Malaise Days
Having spent a large portion of this hot, humid, drought of a summer alone, I’m ready for better weather as a backdrop to my lack of enthusiasm. One would think that having a lot of time on one’s hands would inspire one to do all sorts of projects around the house. One would think. But when there’s no one around but me and the old dogs (not my feet, real old dogs) my I’ll-do-it-tomorrow syndrome saps my energy and productivity. My whole approach to life is “Ehh” or as in the Bette Midler mini-film “Why botha?”
Husband traveling most of the time; son away at school; me working whenever I can but never really having enough work to have fun money—that’s my life. Oh, I know it could be worse; that’s why I’m just at Ehh. Once when I was in this Phase of Malaise I actually stopped mid-sentence when talking to sister, Jennifer. “Aren’t you going to finish what you were saying?” she asked.
“I’ve got nothin’,” I replied.
David did come home for a few days. We shopped for a gift for his girlfriend and went to I-Hop.
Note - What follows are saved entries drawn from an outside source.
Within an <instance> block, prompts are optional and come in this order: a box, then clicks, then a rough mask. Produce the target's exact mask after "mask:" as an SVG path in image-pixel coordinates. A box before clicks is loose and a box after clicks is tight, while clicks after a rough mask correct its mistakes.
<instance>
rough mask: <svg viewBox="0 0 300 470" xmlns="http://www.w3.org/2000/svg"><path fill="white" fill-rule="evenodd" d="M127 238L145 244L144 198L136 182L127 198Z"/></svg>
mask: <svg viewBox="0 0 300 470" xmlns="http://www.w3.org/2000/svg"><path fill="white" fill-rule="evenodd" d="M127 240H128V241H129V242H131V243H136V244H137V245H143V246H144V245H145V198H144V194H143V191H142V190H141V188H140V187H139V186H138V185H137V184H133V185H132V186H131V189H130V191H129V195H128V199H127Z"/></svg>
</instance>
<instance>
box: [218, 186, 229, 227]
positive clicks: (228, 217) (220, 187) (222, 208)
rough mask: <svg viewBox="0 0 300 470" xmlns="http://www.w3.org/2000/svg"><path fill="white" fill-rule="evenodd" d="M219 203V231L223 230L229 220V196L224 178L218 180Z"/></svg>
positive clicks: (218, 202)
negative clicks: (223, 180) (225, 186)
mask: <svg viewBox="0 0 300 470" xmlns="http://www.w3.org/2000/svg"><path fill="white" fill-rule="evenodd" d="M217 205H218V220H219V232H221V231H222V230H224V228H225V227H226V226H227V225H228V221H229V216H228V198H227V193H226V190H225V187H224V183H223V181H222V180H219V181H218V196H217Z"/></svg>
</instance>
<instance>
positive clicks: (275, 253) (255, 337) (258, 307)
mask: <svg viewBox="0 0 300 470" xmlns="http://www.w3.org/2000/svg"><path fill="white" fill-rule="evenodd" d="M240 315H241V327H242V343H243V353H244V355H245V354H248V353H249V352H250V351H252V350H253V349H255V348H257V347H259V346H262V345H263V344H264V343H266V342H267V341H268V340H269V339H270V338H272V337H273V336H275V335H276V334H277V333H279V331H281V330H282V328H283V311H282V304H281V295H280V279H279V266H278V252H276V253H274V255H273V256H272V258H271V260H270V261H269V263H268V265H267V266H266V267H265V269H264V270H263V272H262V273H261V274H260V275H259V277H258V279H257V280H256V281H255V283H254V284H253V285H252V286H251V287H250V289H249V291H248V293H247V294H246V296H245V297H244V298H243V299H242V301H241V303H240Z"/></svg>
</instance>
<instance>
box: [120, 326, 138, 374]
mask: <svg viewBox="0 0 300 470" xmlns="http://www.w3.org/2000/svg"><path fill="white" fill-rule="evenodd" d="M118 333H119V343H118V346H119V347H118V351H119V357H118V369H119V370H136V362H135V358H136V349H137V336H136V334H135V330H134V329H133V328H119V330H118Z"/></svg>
He peered past me in the booth and asked, “Is there some law that at some point of old age women are required to get those little tight bubble hairdos?” he asked.
“Apparently so. When I get to that point just shoot me,” I said.
“No problem,” he assured? me.
I also got in my Jeep and rode slowly through a nearby cemetery in search of an incessantly barking dog that I never found. It got me away from the house for a while. “Just promise you won’t get out of the car,” David said as I left, never looking up from his book. Now David is back at school, but he did tell me that a huge, six-point buck tore out of the woods and ran right past him on the sidewalk in broad daylight near the urban Athens, Georgia, campus. Reminds me of when I was in school. Good times. Good times.
One day I spent about forty-five minutes trying to extricate a bug from an adhesive lint roller without maiming it. Every time I worked one leg loose, the nut case put down another foot. It was quite frustrating for me and probably for the bug. I did manage to extricate it sans one leg (his, not mine) and it flew away, most likely at a disadvantage. I thought about the other bugs calling him gimpy, but how bad would it be to spend the one-hour lifespan you've got stuck to a lint roller?
I’ve been reading true crime books with names like “Kiss me, Kill me” but I hide them at night so as not to give an intruder any ideas, because he would probably just take the second part of the title literally. I started to view ordinary household objects like scissors and potato peelers as “weapons of convenience” as termed in the books, so decided to stop reading that genre for awhile. I admit, however, that I did consider putting a candlestick, a pipe, a knife, a rope, and a gun next to the bed along with a Professor Plum card and a sign that said, “Pick just one and make it snappy!”
Last night I watched several episodes of “Intervention” while drinking several glasses of wine. Then on a Sunday morning at 7:30 I got a recorded political message from the Fred Thompson for president campaign. You just lost any hope for a vote from me, you inconsiderate %#@$! It’s as good a way to make political decisions as any at this point.
I can't believe it, but that damn dog is barking again.
So should I watch a movie? Ehh.
Should I fold some laundry? Naah.
Read the paper, clean the bathrooms, vacuum, dust, clean out my closet? No, nein, and nada.
Should I write a blog with any interest or redeeming value whatsoever? Apparently not.